Bremen (dpa) - Bremens Wahlsieger Jens Böhrnsen ist kein Mann der lauten Worte. Gelassen und sachlich tritt der Sozialdemokrat auf. Im politischen Berlin hält er sich eher zurück.

Erst der Rücktritt von Bundespräsident Köhler im vergangenen Mai, den er bis zur Wahl von Christian Wulff als amtierender Vorsitzender des Bundesrates vertreten musste, brachte ihm bundesweite Aufmerksamkeit. In der Hansestadt punktet er dagegen gerade mit seiner bescheidenen Art.

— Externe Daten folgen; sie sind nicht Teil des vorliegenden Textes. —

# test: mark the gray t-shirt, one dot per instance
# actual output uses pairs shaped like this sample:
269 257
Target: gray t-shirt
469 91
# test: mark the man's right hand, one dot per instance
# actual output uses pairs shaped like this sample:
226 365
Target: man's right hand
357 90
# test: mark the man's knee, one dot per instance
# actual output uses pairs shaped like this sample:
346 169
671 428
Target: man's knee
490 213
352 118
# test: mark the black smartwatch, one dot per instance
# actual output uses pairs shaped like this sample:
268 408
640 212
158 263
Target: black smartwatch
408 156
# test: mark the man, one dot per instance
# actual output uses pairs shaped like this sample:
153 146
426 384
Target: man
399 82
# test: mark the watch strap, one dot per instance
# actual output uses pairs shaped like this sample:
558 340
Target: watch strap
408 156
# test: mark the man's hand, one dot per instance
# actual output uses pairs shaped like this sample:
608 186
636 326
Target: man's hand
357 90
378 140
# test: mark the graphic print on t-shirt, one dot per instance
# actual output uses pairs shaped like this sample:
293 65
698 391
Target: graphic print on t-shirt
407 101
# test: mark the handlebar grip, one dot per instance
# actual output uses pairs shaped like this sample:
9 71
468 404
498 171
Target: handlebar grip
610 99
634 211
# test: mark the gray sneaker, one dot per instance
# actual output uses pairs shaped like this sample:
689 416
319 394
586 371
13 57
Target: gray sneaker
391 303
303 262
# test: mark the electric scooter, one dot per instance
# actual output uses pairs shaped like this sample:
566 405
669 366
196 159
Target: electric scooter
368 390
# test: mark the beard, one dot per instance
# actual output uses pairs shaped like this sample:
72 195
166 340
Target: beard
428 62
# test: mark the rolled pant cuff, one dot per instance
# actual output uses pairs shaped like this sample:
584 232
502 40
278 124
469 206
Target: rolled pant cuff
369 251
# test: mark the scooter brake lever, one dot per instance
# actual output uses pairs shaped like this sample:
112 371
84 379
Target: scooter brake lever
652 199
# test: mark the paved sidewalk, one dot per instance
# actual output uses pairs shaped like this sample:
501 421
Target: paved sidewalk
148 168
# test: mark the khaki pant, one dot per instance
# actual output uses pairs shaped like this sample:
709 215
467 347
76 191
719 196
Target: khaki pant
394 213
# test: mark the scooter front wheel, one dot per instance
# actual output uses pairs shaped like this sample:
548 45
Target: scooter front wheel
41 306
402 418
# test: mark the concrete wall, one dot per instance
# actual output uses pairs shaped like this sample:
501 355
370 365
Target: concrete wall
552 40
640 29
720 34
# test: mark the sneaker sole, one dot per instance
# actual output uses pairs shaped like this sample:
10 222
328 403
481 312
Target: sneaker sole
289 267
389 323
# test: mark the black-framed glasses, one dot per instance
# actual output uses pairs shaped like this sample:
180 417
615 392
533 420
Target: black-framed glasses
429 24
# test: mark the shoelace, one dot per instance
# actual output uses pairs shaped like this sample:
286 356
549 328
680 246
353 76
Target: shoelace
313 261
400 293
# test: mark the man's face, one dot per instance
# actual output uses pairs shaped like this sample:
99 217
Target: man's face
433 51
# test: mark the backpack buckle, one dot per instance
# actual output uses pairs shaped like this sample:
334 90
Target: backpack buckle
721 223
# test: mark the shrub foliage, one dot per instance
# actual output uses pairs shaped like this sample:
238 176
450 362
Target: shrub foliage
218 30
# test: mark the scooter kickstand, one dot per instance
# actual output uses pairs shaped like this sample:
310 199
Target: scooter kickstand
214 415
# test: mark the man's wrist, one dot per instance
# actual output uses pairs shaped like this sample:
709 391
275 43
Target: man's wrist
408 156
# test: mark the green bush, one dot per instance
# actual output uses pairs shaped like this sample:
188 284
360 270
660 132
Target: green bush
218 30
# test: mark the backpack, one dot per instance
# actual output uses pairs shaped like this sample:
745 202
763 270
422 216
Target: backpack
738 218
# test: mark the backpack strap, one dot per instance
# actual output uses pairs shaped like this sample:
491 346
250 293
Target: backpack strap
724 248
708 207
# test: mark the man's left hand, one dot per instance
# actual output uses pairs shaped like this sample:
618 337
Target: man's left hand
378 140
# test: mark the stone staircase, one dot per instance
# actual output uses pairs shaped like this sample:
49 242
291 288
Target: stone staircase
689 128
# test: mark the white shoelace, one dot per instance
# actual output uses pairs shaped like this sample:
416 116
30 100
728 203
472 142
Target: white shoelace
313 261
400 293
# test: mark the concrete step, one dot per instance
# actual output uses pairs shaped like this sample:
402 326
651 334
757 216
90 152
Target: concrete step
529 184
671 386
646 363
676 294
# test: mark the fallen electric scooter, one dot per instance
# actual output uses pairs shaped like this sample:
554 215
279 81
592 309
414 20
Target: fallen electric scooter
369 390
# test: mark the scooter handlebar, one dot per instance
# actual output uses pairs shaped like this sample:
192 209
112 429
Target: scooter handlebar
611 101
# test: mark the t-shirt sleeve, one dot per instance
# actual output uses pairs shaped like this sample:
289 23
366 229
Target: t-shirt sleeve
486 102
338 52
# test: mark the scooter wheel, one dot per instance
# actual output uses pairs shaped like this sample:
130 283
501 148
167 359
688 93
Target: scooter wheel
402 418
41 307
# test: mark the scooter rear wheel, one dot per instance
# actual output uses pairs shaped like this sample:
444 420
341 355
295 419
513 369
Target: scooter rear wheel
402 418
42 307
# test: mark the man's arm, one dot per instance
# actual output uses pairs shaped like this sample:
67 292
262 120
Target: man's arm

«Böhrnsen wählen», hieß es schlicht auf den Plakaten. Der 61-Jährige ist inzwischen Aushängeschild der Bremer SPD. Dabei trat er 2005 ein schweres Erbe an: Er folgte Henning Scherf auf dem Chefsessel im historischen Rathaus, der auch über die Landesgrenzen hinweg als Sympathieträger galt. Zuvor hatte sich der Jurist bei einer parteiinternen Befragung gegen den früheren Senator und Ex-Manager des Fußball-Bundesligisten Werder Bremen, Willi Lemke, durchgesetzt.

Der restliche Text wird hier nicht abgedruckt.